On his return from Africa in 1903, BP found that his military training manual, Aids to Scouting, had become a best-seller, and was being used by teachers and youth organisations. BP decided to re-write Aids to Scouting to suit a youth readership. In August 1907 he held a camp on Brownsea Island to test his ideas. The first book on the Scout Movement, BP’s Scouting for Boys was published in six instalments in 1908, and has sold approximately 150 million copies as the fourth best selling book of the 20th century.

Lord Robert Baden-Powell. Chief Scout of the World

Boys and girls spontaneously formed Scout troops and the Scouting Movement started inadvertently, first in the UK and soon internationally.

In January 1912, BP met Olave Soames. She was 23, while he was 55 and they shared the same birthday, 22 February. They became engaged in September of the same year, causing a media sensation due to BP’s fame. They married in secret on 31 October 1912. The Baden-Powells had three children, one son and two daughters.

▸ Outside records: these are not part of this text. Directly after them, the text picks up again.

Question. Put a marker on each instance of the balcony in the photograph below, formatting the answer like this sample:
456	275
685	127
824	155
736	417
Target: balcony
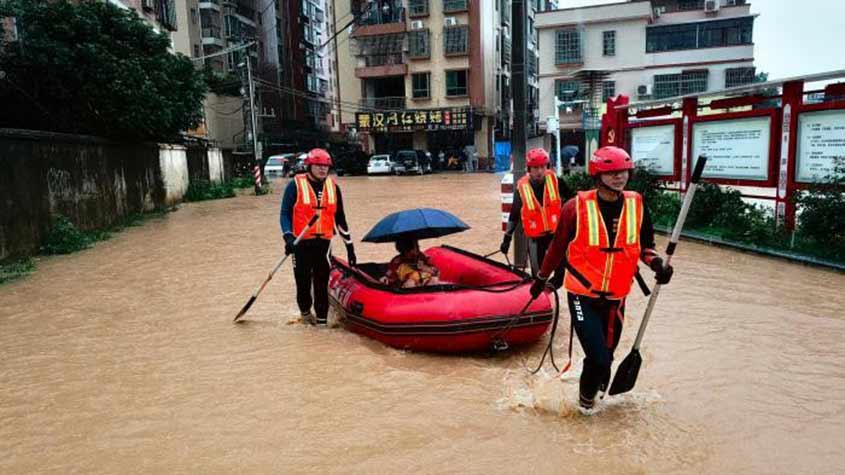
212	35
243	9
378	65
380	17
383	103
210	4
455	6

In 1920, the 1st World Scout Jamboree took place and BP was acclaimed Chief Scout of the World. Baden-Powell was created a Baron in 1929 and is often referred to as Baden-Powell of Gilwell. By 1922 there were more than a million Scouts in 32 countries; by 1939 the number of Scouts was in excess of 3.3 million.


At the 5th World Scout Jamboree in 1937, BP retired from public Scouting life. 22 February, the joint birthday of Robert and Olave Baden-Powell, continues to be marked as Founder’s Day by Scouts.In 1939, BP moved to a cottage he had commissioned in Nyeri, Kenya, near Mount Kenya. He died on 8 January 1941 and was buried in Nyeri, Kenya. His gravestone bears a circle with a dot in the centre which is the trail sign for “I have gone home”. Kenya has declared BP’s grave a national monument.